I'm looking for advice on what the best practice is with regards to process orchestration. To give some context I have the following tasks to orchestrate:

  1. Scale up Azure Batch Pool to provide adequate nodes
  2. Execute custom .Net code which calls a server to retrieve a list of tasks. These tasks change on a daily bases. Queue these tasks onto the Batch Pool.
  3. Execute each task (custom .Net code) on the Batch Pool. Each task creates data within an Azure storage account.
  4. Scale down the batch pool as it is no longer required.
  5. Start / scale up the Data Warehouse
  6. Bulk Import the data into Data Warehouse (expect to be using a combination of PolyBase and BCP).
  7. Aggregate the data and produce output to an Azure Storage account.
  8. Pause / scale down the Data Warehouse

I'm currently comparing Data Warehouse to Runbooks to perform the above.
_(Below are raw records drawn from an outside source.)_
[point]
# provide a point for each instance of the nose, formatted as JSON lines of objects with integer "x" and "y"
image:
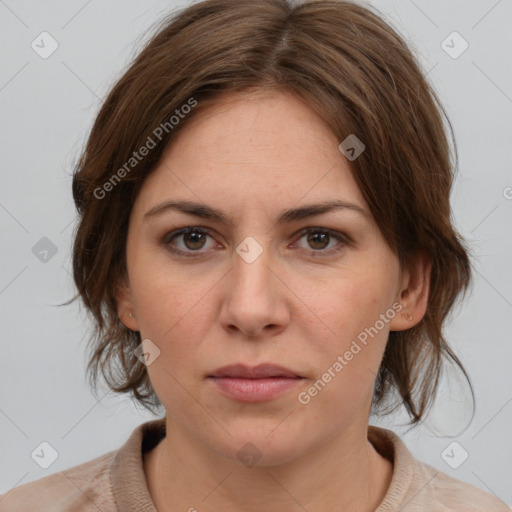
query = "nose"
{"x": 254, "y": 298}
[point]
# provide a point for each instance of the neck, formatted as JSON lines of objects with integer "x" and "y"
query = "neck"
{"x": 346, "y": 473}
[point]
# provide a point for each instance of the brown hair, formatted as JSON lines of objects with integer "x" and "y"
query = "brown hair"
{"x": 359, "y": 75}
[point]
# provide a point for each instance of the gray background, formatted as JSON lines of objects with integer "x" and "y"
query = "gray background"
{"x": 47, "y": 109}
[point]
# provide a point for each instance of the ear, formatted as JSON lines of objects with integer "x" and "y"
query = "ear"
{"x": 125, "y": 305}
{"x": 413, "y": 294}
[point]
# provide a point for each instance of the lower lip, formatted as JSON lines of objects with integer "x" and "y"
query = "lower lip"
{"x": 254, "y": 390}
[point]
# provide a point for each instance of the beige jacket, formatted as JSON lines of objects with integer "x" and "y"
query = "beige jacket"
{"x": 115, "y": 482}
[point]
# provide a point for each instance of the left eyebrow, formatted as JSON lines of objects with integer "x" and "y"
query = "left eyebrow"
{"x": 287, "y": 216}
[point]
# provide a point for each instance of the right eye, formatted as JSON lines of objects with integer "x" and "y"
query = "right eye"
{"x": 193, "y": 239}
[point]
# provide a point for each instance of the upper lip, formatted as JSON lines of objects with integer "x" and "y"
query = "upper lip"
{"x": 260, "y": 371}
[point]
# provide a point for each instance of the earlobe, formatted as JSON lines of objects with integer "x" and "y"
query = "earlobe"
{"x": 413, "y": 296}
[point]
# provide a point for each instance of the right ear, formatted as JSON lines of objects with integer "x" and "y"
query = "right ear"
{"x": 125, "y": 306}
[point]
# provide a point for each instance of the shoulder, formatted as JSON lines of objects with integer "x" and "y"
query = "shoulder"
{"x": 417, "y": 486}
{"x": 441, "y": 492}
{"x": 86, "y": 487}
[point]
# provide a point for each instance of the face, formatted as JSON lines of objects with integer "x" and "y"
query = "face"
{"x": 314, "y": 294}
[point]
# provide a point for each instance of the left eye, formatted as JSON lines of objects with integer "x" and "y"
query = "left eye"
{"x": 194, "y": 239}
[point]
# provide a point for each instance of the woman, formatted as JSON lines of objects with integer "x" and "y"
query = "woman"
{"x": 265, "y": 245}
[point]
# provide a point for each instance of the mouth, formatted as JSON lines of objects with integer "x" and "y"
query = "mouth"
{"x": 254, "y": 384}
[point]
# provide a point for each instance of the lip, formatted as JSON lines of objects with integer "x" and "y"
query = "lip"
{"x": 261, "y": 371}
{"x": 254, "y": 384}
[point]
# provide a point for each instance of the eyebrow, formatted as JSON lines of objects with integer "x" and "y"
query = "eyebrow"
{"x": 292, "y": 215}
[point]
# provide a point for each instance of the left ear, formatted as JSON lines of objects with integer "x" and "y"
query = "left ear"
{"x": 413, "y": 295}
{"x": 125, "y": 307}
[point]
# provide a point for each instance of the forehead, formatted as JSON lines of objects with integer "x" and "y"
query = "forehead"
{"x": 257, "y": 149}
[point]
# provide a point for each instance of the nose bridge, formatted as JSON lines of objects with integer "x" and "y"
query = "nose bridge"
{"x": 251, "y": 302}
{"x": 251, "y": 272}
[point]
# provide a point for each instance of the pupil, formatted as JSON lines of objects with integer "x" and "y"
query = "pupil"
{"x": 323, "y": 236}
{"x": 195, "y": 236}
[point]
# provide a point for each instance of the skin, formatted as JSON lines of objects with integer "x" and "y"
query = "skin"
{"x": 253, "y": 156}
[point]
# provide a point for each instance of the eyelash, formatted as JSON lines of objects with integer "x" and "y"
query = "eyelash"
{"x": 169, "y": 237}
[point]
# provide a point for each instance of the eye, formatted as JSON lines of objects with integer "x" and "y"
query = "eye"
{"x": 320, "y": 238}
{"x": 193, "y": 239}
I find Runbooks are very primitive in terms of their visualisation during design and run time.

I find that Data Warehouse is much more visually apealing. However, the data slicing seems massive overkill. I simply want the process to execute at say 8am each morning. I don't want it to attempt to excute for days past (if I amend the template for example). I expect Data Warehouse will handle failure/resume better along the pipeline of activites also.
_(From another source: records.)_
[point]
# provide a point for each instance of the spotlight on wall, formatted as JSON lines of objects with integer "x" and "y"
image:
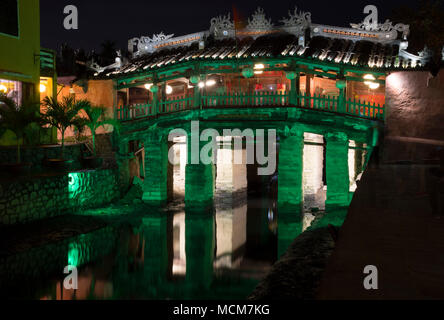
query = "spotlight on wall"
{"x": 259, "y": 68}
{"x": 210, "y": 83}
{"x": 373, "y": 85}
{"x": 370, "y": 81}
{"x": 42, "y": 88}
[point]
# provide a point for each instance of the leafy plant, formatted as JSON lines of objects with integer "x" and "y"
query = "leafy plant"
{"x": 96, "y": 118}
{"x": 18, "y": 118}
{"x": 64, "y": 114}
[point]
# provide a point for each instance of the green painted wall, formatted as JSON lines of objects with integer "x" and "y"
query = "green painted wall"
{"x": 17, "y": 60}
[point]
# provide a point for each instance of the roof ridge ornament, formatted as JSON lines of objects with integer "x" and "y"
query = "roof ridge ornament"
{"x": 221, "y": 25}
{"x": 296, "y": 18}
{"x": 387, "y": 26}
{"x": 258, "y": 21}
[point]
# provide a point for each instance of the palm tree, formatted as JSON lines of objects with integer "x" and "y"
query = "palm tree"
{"x": 18, "y": 118}
{"x": 96, "y": 118}
{"x": 64, "y": 114}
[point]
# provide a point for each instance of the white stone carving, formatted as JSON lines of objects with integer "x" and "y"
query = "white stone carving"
{"x": 297, "y": 19}
{"x": 222, "y": 26}
{"x": 98, "y": 69}
{"x": 258, "y": 21}
{"x": 387, "y": 26}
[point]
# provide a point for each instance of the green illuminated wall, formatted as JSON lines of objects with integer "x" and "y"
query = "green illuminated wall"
{"x": 29, "y": 200}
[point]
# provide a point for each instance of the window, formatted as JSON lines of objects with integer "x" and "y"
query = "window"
{"x": 12, "y": 89}
{"x": 9, "y": 21}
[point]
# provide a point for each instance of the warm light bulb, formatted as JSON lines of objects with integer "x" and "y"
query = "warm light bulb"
{"x": 259, "y": 66}
{"x": 210, "y": 83}
{"x": 374, "y": 85}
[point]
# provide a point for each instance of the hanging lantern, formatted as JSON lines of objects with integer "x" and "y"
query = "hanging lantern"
{"x": 341, "y": 84}
{"x": 290, "y": 75}
{"x": 248, "y": 72}
{"x": 154, "y": 88}
{"x": 194, "y": 79}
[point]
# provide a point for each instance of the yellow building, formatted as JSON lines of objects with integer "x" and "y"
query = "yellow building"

Are there any other approaches I should consider here / recommendations?

Thanks David

1

1 Answers

0
votes

That's a fairly broad question so I'll offer a broad-ish answer...

Azure Data Factory (ADF) can certainly do most of what you need in the list above with a few exceptions/tweaks, as below.

The batch compute pool scaling. That would need to be handled locally in the service using the auto scale functionality and passing a command to deal with this. There isn't a activity in ADF to set that directly.

The custom .Net code you mention in points 3 and 4. You can write these as ADF custom activities that get passed to the batch service for execution. So allow ADF to handle these DLL's etc rather than having something else that creates the batch tasks and ADF just executes them. ADF will handle all of this.

More info on creating custom activities here: https://www.purplefrogsystems.com/paul/2016/11/creating-azure-data-factory-custom-activities/

For the Data Warehouse ADF has out of the box functionality to execute your queries and allow the passing of parameters to stored procedure etc.

Lastly, for the DW scaling and pausing I think you'll need to use Azure Automation here. I'm not aware of anything in ADF that can offer that level of control, unless you break out the .Net again.

Hope this give you a steer on how to progress.